I’d been watching her over the years, kept tabs so often that she surely felt like family at this point. The FBI man looked out the window, into the parking lot for a moment, before pulling the curtains closed.
I wasn’t worried. No reason to be. They weren’t here in Harrisonburg for me.
Would probably fornicate, the sinners. That would make me angry. Very angry.
That wouldn’t do. Not yet.
I looked down at the sce
ne playing out on my cell phone, watched the FBI man talk to the blue-eyed girlie for a moment, and wished I’d taken the time to wire the room for sound. Maybe another day.
Not now.
I shifted the truck into reverse, and the transmission clunked as I backed slowly out of the parking slot.

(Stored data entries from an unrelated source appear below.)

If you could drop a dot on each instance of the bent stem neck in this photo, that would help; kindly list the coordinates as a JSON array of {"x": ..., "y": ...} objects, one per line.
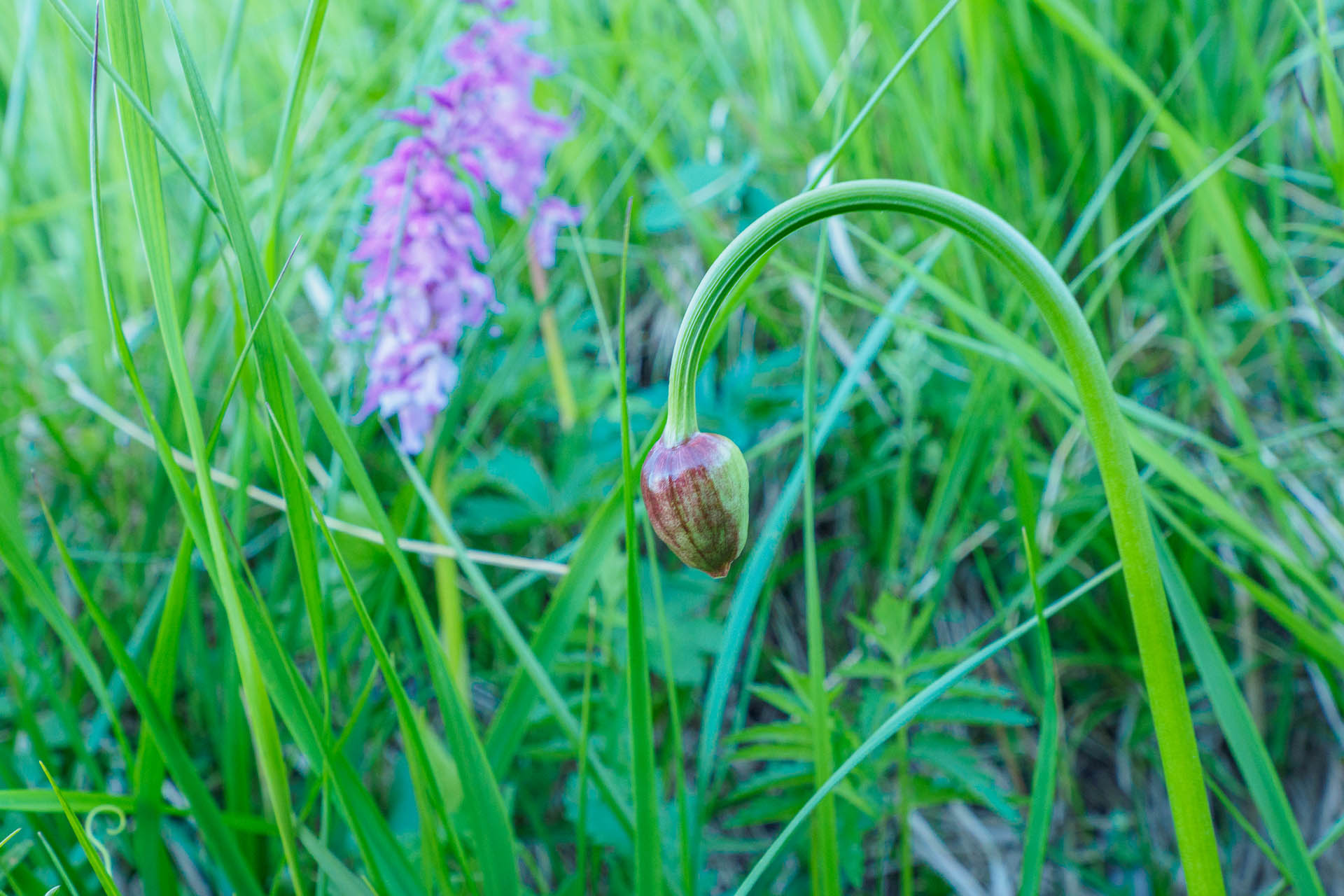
[{"x": 1156, "y": 638}]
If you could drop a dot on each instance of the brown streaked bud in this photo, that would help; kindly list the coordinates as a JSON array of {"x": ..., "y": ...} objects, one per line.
[{"x": 696, "y": 498}]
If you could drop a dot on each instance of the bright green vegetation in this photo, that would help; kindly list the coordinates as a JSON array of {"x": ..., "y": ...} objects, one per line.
[{"x": 277, "y": 703}]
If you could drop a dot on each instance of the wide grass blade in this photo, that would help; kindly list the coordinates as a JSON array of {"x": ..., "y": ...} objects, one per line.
[
  {"x": 1243, "y": 739},
  {"x": 124, "y": 33},
  {"x": 486, "y": 808},
  {"x": 1047, "y": 742},
  {"x": 219, "y": 840},
  {"x": 96, "y": 859}
]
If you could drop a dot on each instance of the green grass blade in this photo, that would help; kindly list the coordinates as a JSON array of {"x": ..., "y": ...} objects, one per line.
[
  {"x": 343, "y": 881},
  {"x": 219, "y": 840},
  {"x": 1218, "y": 209},
  {"x": 407, "y": 722},
  {"x": 96, "y": 859},
  {"x": 274, "y": 383},
  {"x": 1234, "y": 718},
  {"x": 486, "y": 809},
  {"x": 1047, "y": 743},
  {"x": 151, "y": 858},
  {"x": 824, "y": 865},
  {"x": 902, "y": 718},
  {"x": 648, "y": 852},
  {"x": 124, "y": 90},
  {"x": 289, "y": 127}
]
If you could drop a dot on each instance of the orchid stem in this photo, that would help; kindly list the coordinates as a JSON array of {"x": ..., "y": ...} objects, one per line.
[{"x": 1156, "y": 638}]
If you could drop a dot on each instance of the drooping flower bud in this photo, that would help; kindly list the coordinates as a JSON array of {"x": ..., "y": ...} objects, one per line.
[{"x": 696, "y": 498}]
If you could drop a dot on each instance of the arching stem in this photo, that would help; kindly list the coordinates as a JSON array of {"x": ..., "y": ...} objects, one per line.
[{"x": 1101, "y": 410}]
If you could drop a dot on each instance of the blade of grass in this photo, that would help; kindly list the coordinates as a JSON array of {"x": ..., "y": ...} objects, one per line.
[
  {"x": 274, "y": 383},
  {"x": 419, "y": 760},
  {"x": 902, "y": 718},
  {"x": 96, "y": 860},
  {"x": 127, "y": 45},
  {"x": 1047, "y": 742},
  {"x": 1218, "y": 209},
  {"x": 757, "y": 567},
  {"x": 1240, "y": 729},
  {"x": 486, "y": 809},
  {"x": 648, "y": 852},
  {"x": 824, "y": 865},
  {"x": 152, "y": 859},
  {"x": 131, "y": 96},
  {"x": 686, "y": 843},
  {"x": 284, "y": 153},
  {"x": 216, "y": 833}
]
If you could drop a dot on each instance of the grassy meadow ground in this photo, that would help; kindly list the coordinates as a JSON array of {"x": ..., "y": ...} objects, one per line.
[{"x": 229, "y": 697}]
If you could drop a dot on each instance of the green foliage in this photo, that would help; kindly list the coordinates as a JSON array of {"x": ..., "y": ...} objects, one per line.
[{"x": 267, "y": 692}]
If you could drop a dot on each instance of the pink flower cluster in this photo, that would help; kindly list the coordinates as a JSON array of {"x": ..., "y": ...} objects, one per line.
[{"x": 424, "y": 245}]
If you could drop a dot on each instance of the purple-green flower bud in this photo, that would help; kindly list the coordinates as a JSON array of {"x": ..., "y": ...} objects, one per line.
[{"x": 696, "y": 498}]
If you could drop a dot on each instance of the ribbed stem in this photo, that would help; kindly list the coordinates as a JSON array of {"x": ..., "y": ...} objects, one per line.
[{"x": 1156, "y": 638}]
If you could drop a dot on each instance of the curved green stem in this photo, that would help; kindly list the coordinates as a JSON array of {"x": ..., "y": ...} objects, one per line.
[{"x": 1101, "y": 410}]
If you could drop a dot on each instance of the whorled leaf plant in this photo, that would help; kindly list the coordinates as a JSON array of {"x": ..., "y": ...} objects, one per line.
[{"x": 695, "y": 484}]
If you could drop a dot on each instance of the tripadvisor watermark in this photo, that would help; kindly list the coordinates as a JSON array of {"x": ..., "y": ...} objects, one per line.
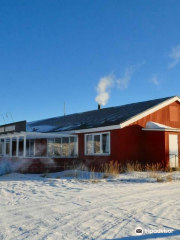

Tonight wasn’t right. I had lots of things to do before I could meet my blue-eyed girlie again.
Lots of things to do.
Noah felt an itch at the back of his neck and closing the curtains hadn’t done a thing to scratch it. He’d talked to soldiers, MPs, veteran cops over the years, and the itch was a real thing, not to be ignored. It meant something.
Just now, though, he wasn’t sure what.
He studied Winter from his spot at the little table in the corner of the room. She looked paler than usual to him, and her eyes—such a cool shade of blue, deep and dark—were shadowed underneath, looking almost bruised. Stressed, he thought.
And why shouldn’t she be? She was on her first FBI murder case, which just happened to be in Harrisonburg, the little Virginia town where her family had been killed a bunch of years ago. Investigating some old bones found in the woods that just might belong to her missing brother.
“You sure nothing’s wrong, aside from the obvious?”
Winter nodded, a piece of that long black hair of hers coming loose from its prim knot at the back of her neck. She tucked it behind one ear and folded her arms, staring at him pointedly. It was plain to him she didn’t want him in her room, but he didn’t mind. He wasn’t going anywhere.